Sturgill Simpson even brought it into country music with "Turtles All the Way Down." He uses the phrase to talk about psychedelic experiences and the search for God. It’s a way of saying that whether you look at religion, science, or drugs, you eventually run out of answers.

The Problem of Infinite Regress in Everyday Life

This isn't just about space or philosophy. We deal with tortoises all the way down in our daily logic. Think about how we define words. You look up a word in the dictionary, and it uses other words to define it. You look those up, and eventually, you circle back to where you started. Language is a closed loop. There is no "original" word that explains everything else.

Or look at the legal system.
A law is valid because the Constitution says so.
The Constitution is valid because "the people" ratified it.
Why is the people's ratification valid?
Because of a social contract?
Who signed that?

We stop asking questions because we have to. If we didn't, we’d never get anything done. We just pick a turtle and decide, "Okay, this is the bottom turtle for today."

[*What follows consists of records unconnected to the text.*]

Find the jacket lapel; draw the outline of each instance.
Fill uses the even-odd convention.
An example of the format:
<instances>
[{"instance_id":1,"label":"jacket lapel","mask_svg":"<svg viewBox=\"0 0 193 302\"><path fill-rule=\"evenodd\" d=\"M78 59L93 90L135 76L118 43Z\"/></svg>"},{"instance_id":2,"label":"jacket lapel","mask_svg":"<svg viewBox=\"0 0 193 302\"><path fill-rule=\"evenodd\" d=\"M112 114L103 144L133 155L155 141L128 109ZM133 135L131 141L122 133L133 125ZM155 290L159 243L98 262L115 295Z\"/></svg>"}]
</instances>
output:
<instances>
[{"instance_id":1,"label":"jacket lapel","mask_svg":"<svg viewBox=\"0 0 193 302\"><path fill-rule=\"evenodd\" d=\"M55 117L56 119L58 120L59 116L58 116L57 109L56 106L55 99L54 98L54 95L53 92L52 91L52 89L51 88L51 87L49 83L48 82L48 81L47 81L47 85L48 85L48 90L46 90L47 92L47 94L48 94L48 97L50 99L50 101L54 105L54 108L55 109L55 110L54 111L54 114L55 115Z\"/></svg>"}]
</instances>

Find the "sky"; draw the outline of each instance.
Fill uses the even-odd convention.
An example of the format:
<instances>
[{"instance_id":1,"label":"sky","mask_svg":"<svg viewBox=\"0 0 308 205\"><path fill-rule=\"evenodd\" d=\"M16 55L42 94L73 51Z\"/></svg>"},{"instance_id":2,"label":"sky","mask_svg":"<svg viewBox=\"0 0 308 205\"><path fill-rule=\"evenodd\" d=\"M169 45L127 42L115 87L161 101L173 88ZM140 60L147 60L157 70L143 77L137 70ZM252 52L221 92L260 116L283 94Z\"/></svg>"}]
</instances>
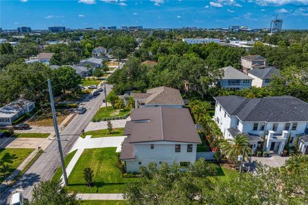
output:
<instances>
[{"instance_id":1,"label":"sky","mask_svg":"<svg viewBox=\"0 0 308 205\"><path fill-rule=\"evenodd\" d=\"M0 27L70 29L141 25L146 28L308 29L308 0L0 0Z\"/></svg>"}]
</instances>

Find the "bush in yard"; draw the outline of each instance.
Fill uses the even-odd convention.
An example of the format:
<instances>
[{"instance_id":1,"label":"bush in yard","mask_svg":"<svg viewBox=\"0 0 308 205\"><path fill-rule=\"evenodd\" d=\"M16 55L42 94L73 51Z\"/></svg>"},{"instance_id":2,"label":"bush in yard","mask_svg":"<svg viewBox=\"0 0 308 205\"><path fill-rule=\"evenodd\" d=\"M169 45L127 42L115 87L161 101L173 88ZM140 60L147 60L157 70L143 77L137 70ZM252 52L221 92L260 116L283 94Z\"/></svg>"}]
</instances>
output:
<instances>
[{"instance_id":1,"label":"bush in yard","mask_svg":"<svg viewBox=\"0 0 308 205\"><path fill-rule=\"evenodd\" d=\"M93 187L93 170L90 167L84 169L84 178L88 184L88 187Z\"/></svg>"},{"instance_id":2,"label":"bush in yard","mask_svg":"<svg viewBox=\"0 0 308 205\"><path fill-rule=\"evenodd\" d=\"M262 154L262 152L261 152L260 151L257 152L257 156L261 156L261 154Z\"/></svg>"},{"instance_id":3,"label":"bush in yard","mask_svg":"<svg viewBox=\"0 0 308 205\"><path fill-rule=\"evenodd\" d=\"M112 133L112 123L110 120L108 120L108 122L107 122L107 128L108 129L108 133L111 134Z\"/></svg>"}]
</instances>

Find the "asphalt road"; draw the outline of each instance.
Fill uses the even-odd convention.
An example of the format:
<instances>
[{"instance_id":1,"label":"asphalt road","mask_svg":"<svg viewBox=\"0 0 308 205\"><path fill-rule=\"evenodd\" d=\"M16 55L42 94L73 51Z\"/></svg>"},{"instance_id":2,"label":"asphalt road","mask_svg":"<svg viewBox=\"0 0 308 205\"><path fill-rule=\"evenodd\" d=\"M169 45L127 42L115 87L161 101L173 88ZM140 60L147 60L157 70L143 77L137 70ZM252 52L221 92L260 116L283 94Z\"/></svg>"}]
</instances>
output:
<instances>
[{"instance_id":1,"label":"asphalt road","mask_svg":"<svg viewBox=\"0 0 308 205\"><path fill-rule=\"evenodd\" d=\"M112 85L106 84L107 94L112 90ZM88 102L83 102L87 111L82 115L76 115L60 133L63 153L66 156L76 140L85 129L105 99L104 92ZM44 153L31 166L25 174L9 189L0 200L0 204L8 204L12 193L22 192L25 198L31 199L34 185L40 181L50 180L60 165L57 141L54 140Z\"/></svg>"}]
</instances>

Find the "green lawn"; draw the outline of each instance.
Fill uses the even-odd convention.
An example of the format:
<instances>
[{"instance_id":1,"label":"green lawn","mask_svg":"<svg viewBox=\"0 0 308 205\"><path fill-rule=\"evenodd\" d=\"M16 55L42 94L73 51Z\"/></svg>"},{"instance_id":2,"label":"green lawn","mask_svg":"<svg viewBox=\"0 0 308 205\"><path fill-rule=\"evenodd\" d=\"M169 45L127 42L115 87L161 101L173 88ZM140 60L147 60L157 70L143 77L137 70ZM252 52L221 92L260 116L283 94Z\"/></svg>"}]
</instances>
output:
<instances>
[{"instance_id":1,"label":"green lawn","mask_svg":"<svg viewBox=\"0 0 308 205\"><path fill-rule=\"evenodd\" d=\"M100 121L105 118L123 117L128 115L130 111L129 109L116 109L112 106L107 107L107 109L105 107L101 107L95 113L92 120Z\"/></svg>"},{"instance_id":2,"label":"green lawn","mask_svg":"<svg viewBox=\"0 0 308 205\"><path fill-rule=\"evenodd\" d=\"M112 129L111 134L109 133L107 129L98 130L93 131L88 131L81 135L82 138L86 137L86 135L92 135L92 138L102 137L116 137L123 135L124 128L114 128Z\"/></svg>"},{"instance_id":3,"label":"green lawn","mask_svg":"<svg viewBox=\"0 0 308 205\"><path fill-rule=\"evenodd\" d=\"M5 148L0 149L0 161L8 165L8 172L14 172L34 149ZM8 176L9 174L8 174ZM0 173L0 182L4 180L3 172Z\"/></svg>"},{"instance_id":4,"label":"green lawn","mask_svg":"<svg viewBox=\"0 0 308 205\"><path fill-rule=\"evenodd\" d=\"M198 132L200 139L201 139L202 144L197 145L197 152L209 152L210 148L206 144L205 136L203 133Z\"/></svg>"},{"instance_id":5,"label":"green lawn","mask_svg":"<svg viewBox=\"0 0 308 205\"><path fill-rule=\"evenodd\" d=\"M15 137L24 137L24 138L46 138L49 136L50 133L14 133Z\"/></svg>"},{"instance_id":6,"label":"green lawn","mask_svg":"<svg viewBox=\"0 0 308 205\"><path fill-rule=\"evenodd\" d=\"M230 181L231 180L236 179L239 176L237 171L229 169L220 165L218 173L217 176L209 177L213 181L222 180Z\"/></svg>"},{"instance_id":7,"label":"green lawn","mask_svg":"<svg viewBox=\"0 0 308 205\"><path fill-rule=\"evenodd\" d=\"M123 205L126 204L125 200L115 201L115 200L81 200L82 205Z\"/></svg>"},{"instance_id":8,"label":"green lawn","mask_svg":"<svg viewBox=\"0 0 308 205\"><path fill-rule=\"evenodd\" d=\"M122 178L116 167L116 148L86 149L68 177L68 190L79 193L123 193L125 184L140 180ZM90 167L94 172L94 187L88 187L83 171Z\"/></svg>"},{"instance_id":9,"label":"green lawn","mask_svg":"<svg viewBox=\"0 0 308 205\"><path fill-rule=\"evenodd\" d=\"M81 85L82 86L89 86L91 85L98 85L101 82L101 80L84 79L81 80Z\"/></svg>"},{"instance_id":10,"label":"green lawn","mask_svg":"<svg viewBox=\"0 0 308 205\"><path fill-rule=\"evenodd\" d=\"M76 153L77 150L73 151L70 153L68 153L66 155L66 157L64 159L64 165L65 165L65 167L67 167L67 165L68 165L70 160L72 159L73 156L74 156L75 153ZM57 168L57 172L55 172L55 175L53 175L52 180L60 180L60 178L61 178L61 176L62 176L62 168L61 167L61 165L59 167L59 168Z\"/></svg>"}]
</instances>

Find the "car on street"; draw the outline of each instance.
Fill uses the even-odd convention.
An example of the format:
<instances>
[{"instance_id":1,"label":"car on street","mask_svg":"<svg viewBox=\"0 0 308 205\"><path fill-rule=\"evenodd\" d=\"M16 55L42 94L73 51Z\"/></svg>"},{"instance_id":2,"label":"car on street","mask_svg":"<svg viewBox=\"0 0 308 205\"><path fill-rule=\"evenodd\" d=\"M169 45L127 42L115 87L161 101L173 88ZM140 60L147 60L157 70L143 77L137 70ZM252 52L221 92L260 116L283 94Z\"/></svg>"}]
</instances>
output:
<instances>
[{"instance_id":1,"label":"car on street","mask_svg":"<svg viewBox=\"0 0 308 205\"><path fill-rule=\"evenodd\" d=\"M102 91L103 91L104 90L103 90L103 87L97 87L97 90L98 90L99 92L102 92Z\"/></svg>"},{"instance_id":2,"label":"car on street","mask_svg":"<svg viewBox=\"0 0 308 205\"><path fill-rule=\"evenodd\" d=\"M84 107L78 107L77 109L77 113L78 114L83 114L87 111L87 109Z\"/></svg>"},{"instance_id":3,"label":"car on street","mask_svg":"<svg viewBox=\"0 0 308 205\"><path fill-rule=\"evenodd\" d=\"M15 193L11 196L11 200L10 205L23 205L23 195L21 193Z\"/></svg>"},{"instance_id":4,"label":"car on street","mask_svg":"<svg viewBox=\"0 0 308 205\"><path fill-rule=\"evenodd\" d=\"M88 87L88 89L97 89L97 86L96 85L91 85Z\"/></svg>"},{"instance_id":5,"label":"car on street","mask_svg":"<svg viewBox=\"0 0 308 205\"><path fill-rule=\"evenodd\" d=\"M14 130L27 130L29 127L30 125L27 123L19 123L13 126Z\"/></svg>"}]
</instances>

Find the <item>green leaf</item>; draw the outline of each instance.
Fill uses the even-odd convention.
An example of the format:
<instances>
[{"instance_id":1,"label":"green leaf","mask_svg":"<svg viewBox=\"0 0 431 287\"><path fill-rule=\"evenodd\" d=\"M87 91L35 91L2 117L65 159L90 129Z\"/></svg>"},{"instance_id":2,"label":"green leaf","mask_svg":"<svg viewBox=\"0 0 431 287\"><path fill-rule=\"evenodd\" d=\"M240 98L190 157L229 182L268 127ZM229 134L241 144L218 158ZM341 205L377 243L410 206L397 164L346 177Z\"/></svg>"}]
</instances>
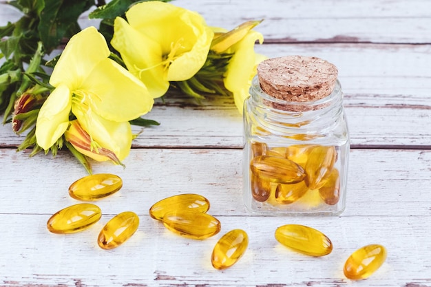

Is There Actually a Bottom Turtle?

Philosophers call the search for the bottom turtle "Foundationalism." They want one truth that is so obvious, so "self-evident," that it doesn't need another turtle to hold it up. Rene Descartes thought he found it with Cogito, ergo sum (I think, therefore I am). He figured his own existence was the one thing he couldn't doubt.

But even that has holes. Critics argue that "I think" assumes there is an "I" to do the thinking.

The alternative is "Coherentism." This is the idea that there is no bottom turtle. Instead, all the turtles are standing in a massive, interconnected circle. No single turtle is the "foundation," but they all support each other. It’s a messy way to look at the world, but it might be more honest about how human knowledge actually works.

How to Apply This (The Actionable Part)

Understanding the "tortoise" problem actually makes you a better thinker. It keeps you humble. When you're arguing with someone or trying to solve a complex problem at work, try these steps:

  1. Identify your "Bottom Turtle." Ask yourself what core assumption you are treating as "fact" without proof. Is it really a fact, or is it just where you stopped asking questions?
  2. Audit your logic loops. If you find yourself explaining a problem by using the problem itself (circular reasoning), you've hit an infinite regress. Stop. Go back and find a different starting point.
  3. Embrace the "I Don't Know." The lady in the story was wrong about the turtles, but she was right about one thing: you can't just keep adding layers forever. Sometimes, admitting that we hit a wall in our understanding is the most scientific thing you can do.
  4. Look for Coherence. Instead of looking for one "perfect" reason for why something is happening, look at how different factors support each other. In business and relationships, things are rarely "all the way down" in a straight line. They are usually a web.

The next time you feel like you're losing an argument or failing to understand a complex topic, just remember the turtle. We’re all just trying to figure out what’s holding us up. Most of the time, the "bottom" is just where we decided to stop digging.

Don't let the lack of a final answer paralyze you. Use the concept of tortoises all the way down as a tool to map out the limits of what you know. Once you know where the turtles end, you can start building something real on top of them.